Crucially, Emu3 did not rely on external encoders such as CLIP or pre-trained language backbones. It supported text-to-image, text-to-video, future prediction, visual-language understanding, interleaved image-text generation and embodied operation within one framework. It could generate five-second videos at 24 frames per second and extend sequences by predicting future frames token by token, producing causally consistent video rather than diffusion-based noise refinement.
This autoregressive video extension enabled early simulation of physical dynamics, human and animal behaviour — a step toward what researchers increasingly describe as “world models”. By October 2025, BAAI released Emu3.5, explicitly framing it as a native multimodal world model capable of long-horizon, spatially consistent reasoning. Emu3.5 surpassed models such as Google’s Nano Banana and introduced what the team called a “multimodal scaling paradigm”, showing that physical understanding improved predictably with more data and parameters.
The architecture itself remained austere: a decoder-only Transformer derived from large language model designs such as Llama-2, an expanded embedding layer for visual tokens, a unified tokenizer, two-stage training (large-scale pretraining followed by preference-aligned post-training), and an efficient inference backend supporting classifier-free guidance. Large ablation studies supported claims about scaling laws, unified discretisation efficiency and the applicability of direct preference optimisation to visual generation.
From academic recognition to industrial impact
The Nature paper — titled Multimodal learning with next-token prediction for large multimodal models — formalised Emu3’s standing in the international research community. But its influence has extended beyond academia. Industry practitioners say the model has already shaped how companies think about unifying perception, generation and action, particularly in robotics and embodied AI.

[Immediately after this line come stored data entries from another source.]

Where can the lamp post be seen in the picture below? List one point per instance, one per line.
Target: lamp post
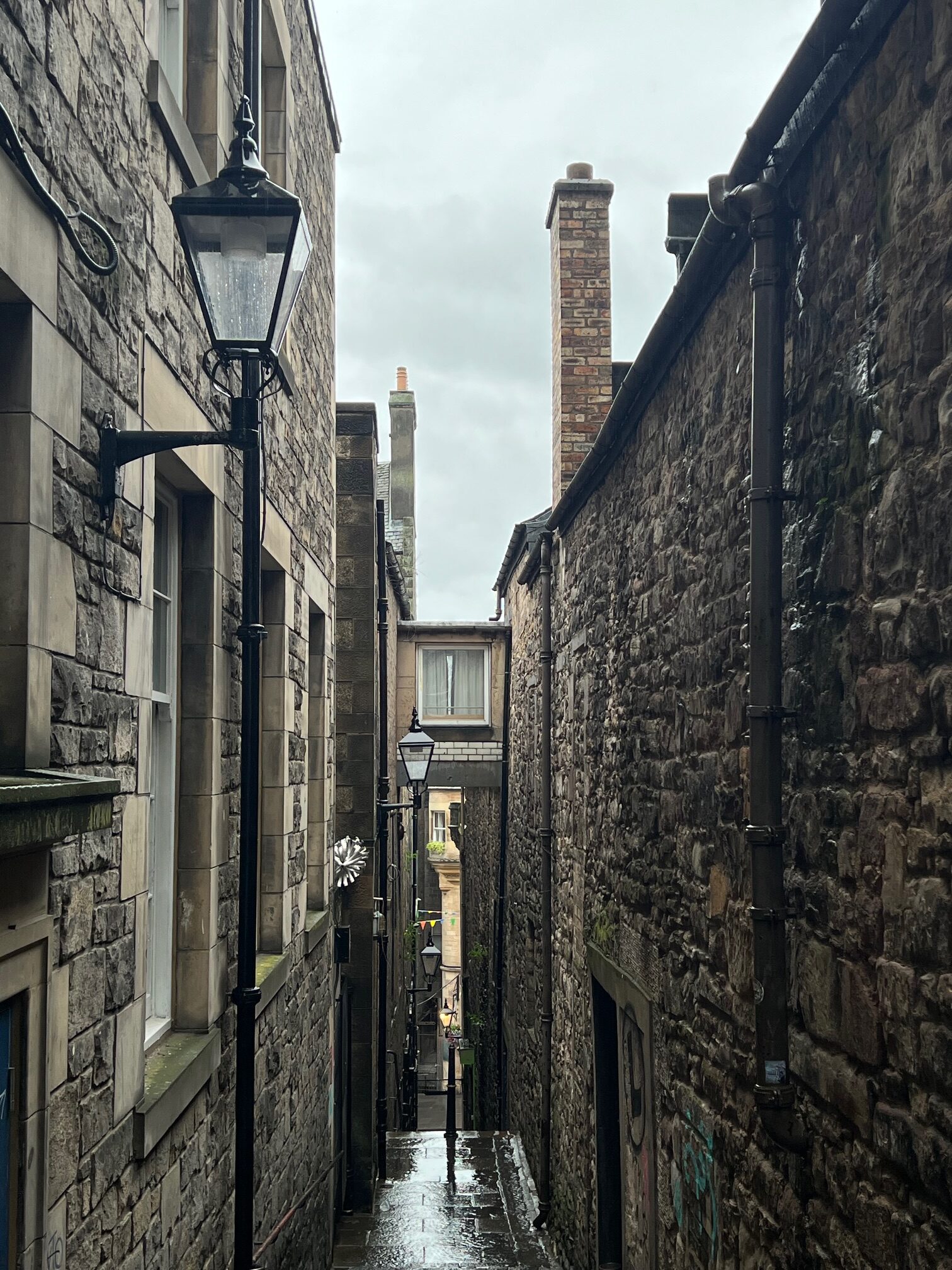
(417, 753)
(446, 1017)
(248, 246)
(431, 958)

BAAI’s Emu line did not emerge overnight. Development began in 2022, with a sequence of releases: the first Emu model in July 2023 unified multimodal input and output; Emu2 in December 2023 scaled autoregressive multimodal pretraining; Emu3 in October 2024 eliminated diffusion and composite pipelines entirely; and Emu3.5 in October 2025 moved from predicting tokens to predicting states.
This trajectory sits within a broader institutional strategy. Founded in 2018, BAAI previously released China’s first large language model, WuDao 1.0, and the MoE-based WuDao 2.0, and has been described as a training ground for AI talent. Since 2020, it has emphasised open research: more than 200 models and 180 datasets have been released, with hundreds of millions of global downloads.
Wang Zhongyuan has said BAAI will continue to open not only model weights but also training code and industrial case studies, arguing that open ecosystems are essential for long-term progress. In June 2025, the institute launched its next-generation “悟界” model series, aimed at bridging digital and physical intelligence, supported by the open-source FlagOS software stack.
The timing has amplified the impact. Beijing has positioned itself as an “open-source capital” for AI, supported by policy frameworks released since 2023 to accelerate foundational research. Recent months have seen a wave of milestones, from the public listing of Zhipu AI to new multimodal releases from Baidu and Moonshot AI.
Against that backdrop, Emu3’s appearance in Nature marks more than a single paper. It signals international recognition of a Chinese-led, original technical route — one that challenges assumptions about how multimodal intelligence must be built. Whether diffusion models fade or converge with autoregressive approaches remains unresolved. But Emu3 has made one thing harder to ignore: the possibility that a unified, next-token worldview could underpin the next generation of world models and embodied machines.